Studies on Femtosecond Laser Textured Broadband Anti-reflective Hierarchical a-SiNx:H Thin Films for Photovoltaic Applications
Pariksha Malik, Jitendra Nath Acharyya, Mohd Shanu, Albin Kuriakose, Santanu Ghosh, Pankaj Srivastava, G. Vijaya Prakash
Abstract
Simple ultrafast laser writing for the fabrication of hierarchical silicon nitride (a-SiN x:H) microstructures is demonstrated as an effective antireflection coating. A wide range of Si-rich to N-rich a-SiN x:H thin films, having varied optical band gap (2.32–5.94 eV) and refractive index (2.8–1.7) of wavelength-ordered (∼λ/4) thickness, are deposited using the plasma-enhanced chemical vapor deposition technique.

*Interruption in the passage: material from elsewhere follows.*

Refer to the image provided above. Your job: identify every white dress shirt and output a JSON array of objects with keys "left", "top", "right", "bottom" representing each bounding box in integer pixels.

The high-intensity femtosecond laser (800 nm, 120 fs, 1 kHz) interaction with a-SiN x:H films resulted in diverse nano-/microstructures with systematic width and depth born out of nonlinear light–matter interactions. These experimentally demonstrated the extremely disordered micro–nano structures over a large area of ∼ 1 cm 2 that exhibit significant light trapping and absorption capabilities over a broad spectral region of 200–1000 nm. The extensive reduction of reflection losses from 30 to 2.8% from pre- to post-laser texturing is a favorable condition for broadband anti-reflective coatings for enhanced light harvesting from prefabricated photovoltaic devices.